Three Monster Movie Remakes That Did it Right

After posting about The Mummy reboot, I got to thinking about other attempted re-makes of classic monster movies. Most, at least in my opinion, weren't very good (neither are re-makes in general). But, there were three I could think of that were halfway decent.

This is, of course, just my opinion and you should feel free to offer up your own suggestions in the comments section.

The Mummy (1999) - This one was mentioned, briefly, in my earlier post. While I'm sure there are some who will disagree with me about this one, I honestly feel this version is better than the original 1932 version.

As I believe I mentioned in another post, Boris Karloff is easily one of my favorite classic movie actors. And, I thought he did an excellent job in the 1932 version. The problem with that version, however, is he was his character was very limited. Basically, he was bestowed with the power to cheat death but could only kill people by strangling them.

For all its faults, the 1999 version made up for the original's shortcomings by taking advantage of much-more-modern special effects and making the creature truly supernatural. And, as I mentioned Arnold Vosloo was impressive as the title character.

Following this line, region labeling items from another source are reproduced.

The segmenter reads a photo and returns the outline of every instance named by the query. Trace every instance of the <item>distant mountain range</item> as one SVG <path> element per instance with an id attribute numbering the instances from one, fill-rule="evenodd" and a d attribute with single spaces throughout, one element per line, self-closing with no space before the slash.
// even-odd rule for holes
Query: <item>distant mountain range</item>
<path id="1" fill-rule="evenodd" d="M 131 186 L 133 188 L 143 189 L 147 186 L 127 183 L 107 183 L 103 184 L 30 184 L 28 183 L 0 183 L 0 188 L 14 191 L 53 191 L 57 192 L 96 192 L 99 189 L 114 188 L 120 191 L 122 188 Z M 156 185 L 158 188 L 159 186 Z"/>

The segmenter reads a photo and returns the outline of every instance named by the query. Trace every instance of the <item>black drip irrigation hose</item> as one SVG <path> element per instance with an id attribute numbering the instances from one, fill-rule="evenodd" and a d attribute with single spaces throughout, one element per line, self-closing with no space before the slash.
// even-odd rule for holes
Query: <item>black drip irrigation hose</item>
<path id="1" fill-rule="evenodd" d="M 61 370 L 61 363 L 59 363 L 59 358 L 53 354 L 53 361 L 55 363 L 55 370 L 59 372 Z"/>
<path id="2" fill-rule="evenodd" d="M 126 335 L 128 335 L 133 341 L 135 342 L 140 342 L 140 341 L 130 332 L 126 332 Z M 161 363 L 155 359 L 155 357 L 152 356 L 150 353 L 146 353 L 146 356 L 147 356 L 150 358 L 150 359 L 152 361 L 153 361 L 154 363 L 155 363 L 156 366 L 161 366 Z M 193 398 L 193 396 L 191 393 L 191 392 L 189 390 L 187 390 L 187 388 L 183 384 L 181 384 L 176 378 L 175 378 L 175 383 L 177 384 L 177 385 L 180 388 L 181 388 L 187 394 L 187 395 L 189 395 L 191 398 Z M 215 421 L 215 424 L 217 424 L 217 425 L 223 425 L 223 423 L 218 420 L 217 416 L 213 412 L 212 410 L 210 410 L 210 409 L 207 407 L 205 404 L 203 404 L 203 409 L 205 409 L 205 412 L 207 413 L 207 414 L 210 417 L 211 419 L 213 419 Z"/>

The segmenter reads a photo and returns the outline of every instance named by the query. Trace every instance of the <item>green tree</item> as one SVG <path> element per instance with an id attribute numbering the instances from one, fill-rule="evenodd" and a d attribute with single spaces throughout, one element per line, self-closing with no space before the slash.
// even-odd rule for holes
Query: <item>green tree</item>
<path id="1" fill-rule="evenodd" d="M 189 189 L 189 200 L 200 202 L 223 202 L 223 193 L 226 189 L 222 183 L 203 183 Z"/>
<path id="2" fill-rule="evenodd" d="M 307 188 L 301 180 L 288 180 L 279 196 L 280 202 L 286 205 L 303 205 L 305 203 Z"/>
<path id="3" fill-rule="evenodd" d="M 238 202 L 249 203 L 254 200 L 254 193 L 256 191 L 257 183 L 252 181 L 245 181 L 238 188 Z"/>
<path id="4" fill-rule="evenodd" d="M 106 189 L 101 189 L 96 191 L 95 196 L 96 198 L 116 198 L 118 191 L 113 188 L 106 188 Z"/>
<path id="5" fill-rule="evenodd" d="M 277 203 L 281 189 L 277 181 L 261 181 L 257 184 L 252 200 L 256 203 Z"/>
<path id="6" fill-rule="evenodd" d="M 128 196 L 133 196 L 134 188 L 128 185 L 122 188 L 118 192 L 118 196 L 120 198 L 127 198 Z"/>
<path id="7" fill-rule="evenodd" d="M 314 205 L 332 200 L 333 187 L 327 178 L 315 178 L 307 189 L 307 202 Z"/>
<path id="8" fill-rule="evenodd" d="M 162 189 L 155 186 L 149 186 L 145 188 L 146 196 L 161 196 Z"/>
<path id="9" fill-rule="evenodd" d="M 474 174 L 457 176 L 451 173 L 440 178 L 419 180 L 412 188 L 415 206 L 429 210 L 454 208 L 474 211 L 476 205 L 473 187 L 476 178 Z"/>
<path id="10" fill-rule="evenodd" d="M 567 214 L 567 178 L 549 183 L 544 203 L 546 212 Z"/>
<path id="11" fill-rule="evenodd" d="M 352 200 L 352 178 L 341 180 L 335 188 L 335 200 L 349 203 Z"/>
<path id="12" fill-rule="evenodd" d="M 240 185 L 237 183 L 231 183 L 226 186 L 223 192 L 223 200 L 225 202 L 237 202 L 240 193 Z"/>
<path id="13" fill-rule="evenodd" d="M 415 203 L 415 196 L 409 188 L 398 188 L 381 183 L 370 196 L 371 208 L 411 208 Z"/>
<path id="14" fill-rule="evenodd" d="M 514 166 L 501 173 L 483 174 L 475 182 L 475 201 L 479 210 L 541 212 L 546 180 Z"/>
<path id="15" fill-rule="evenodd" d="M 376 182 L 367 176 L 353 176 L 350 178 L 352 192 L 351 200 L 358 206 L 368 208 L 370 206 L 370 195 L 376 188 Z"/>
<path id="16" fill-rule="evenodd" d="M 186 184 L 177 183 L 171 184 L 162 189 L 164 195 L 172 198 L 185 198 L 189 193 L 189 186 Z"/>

Hollowman (2000) - This movie is essentially a modern version of The Invisible Man. Much like The Mummy, my feelings toward the 1933 movie were a bit mixed when I watched it. I thought Claude Rains was believable as the invisible scientist. But, also thought the overall movie was a bit lacking. In fact, I kind of liked the 1940 comedic sequel, The Invisible Woman, better.

I found I liked the modern version better, largely because it is much more of a horror film. Kevin Bacon was believable as the now-invisible scientist who is both frustrated by his predicament and not afraid to take advantage of it and, overall, the movie does a much better job of building up the suspense than the original did. In fact, Universal has some pretty big shoes to fill if they are going to attempt another movie reboot using this monster.

Halloween (2007) - I won't start a debate by saying this movie was better than the 1978 version. But, I thought there were a lot of things to like about this Rob Zombie re-make.

I like John Carpenter's films. But, one of my biggest complaints about them is it takes way too long to see any real action (at least in most of them). This film is better in that regard because the Tyler Mane version of Michael Myers gets to start killing teenagers a heck of a lot quicker than his 1978 counterpart (Tony Moran) did.

In fact, if it weren't for the drawn-out sequence showing Michael Myers' childhood (killers are always creepier when you know very little about them and their motives), I think I would claim this version is the better one.